The Man Recalled to Life
The Interests of Dr. Manette
Dr. Manette's Stance on the French Revolution
So far in the novel, Dr. Manette does not at least show any strong emotions towards the French Revolution, neither for or against. He will never get those eighteen years he spent in prison back, but he still allows Charles Darnay, the son of whom is responsible for Manette being imprisoned to marry his beloved daughter, whom he has relatively recently been reintroduced to. At this point in the novel, Manette appears to be stable emotionally, forgiving Charles for what his father has done to him, and seems to be really level headed. Even during the important matter of Lucie’s marriage, he “sat silent, with his face bent down. His breathing was a little quickened; but he repressed all other signs of agitation” (Dickens 102)1. Considering that Manette was imprisoned by aristocrats, it can be assumed that Manette his pro-revolution; however later in the book, Charles Darnay is imprisoned by revolutionaries2, 3, and therefore it can also be assumed that he is against the revolution.

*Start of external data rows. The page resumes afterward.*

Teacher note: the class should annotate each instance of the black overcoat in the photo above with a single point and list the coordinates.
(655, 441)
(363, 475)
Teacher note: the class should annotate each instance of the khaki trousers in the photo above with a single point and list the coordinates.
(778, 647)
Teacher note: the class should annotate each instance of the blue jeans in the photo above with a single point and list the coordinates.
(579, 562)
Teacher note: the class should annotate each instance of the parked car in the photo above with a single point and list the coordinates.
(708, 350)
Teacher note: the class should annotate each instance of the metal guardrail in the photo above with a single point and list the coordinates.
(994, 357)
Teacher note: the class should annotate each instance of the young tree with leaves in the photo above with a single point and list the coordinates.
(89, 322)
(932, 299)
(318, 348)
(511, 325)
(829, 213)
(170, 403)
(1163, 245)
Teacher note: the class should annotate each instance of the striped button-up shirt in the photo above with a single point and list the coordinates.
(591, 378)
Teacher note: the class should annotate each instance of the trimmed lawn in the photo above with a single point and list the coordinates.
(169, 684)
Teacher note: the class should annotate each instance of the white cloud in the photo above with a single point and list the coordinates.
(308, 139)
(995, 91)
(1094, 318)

Generally however, Manette, though not quite apathetic about the revolution, does not really show strong emotions towards the revolution. He chooses to keep his thoughts and opinions to himself generally, and his emotions and opinions towards the revolution sway between events throughout the novel.
1Dickens, Charles. A Tale of Two Cities. Mineola, NY: Dover Publications, 1999. Print
2"LitCharts | A Tale of Two Cities: Themes." LitCharts. A Tale of Two Cities: Themes. SparkNotes, n.d. Web. 06 Feb. 2014.
3Shmoop Editorial Team. "Doctor Manette in A Tale of Two Cities." Shmoop.com. Shmoop University, Inc.. 11 Nov. 2008. Web. 06 Feb. 2014.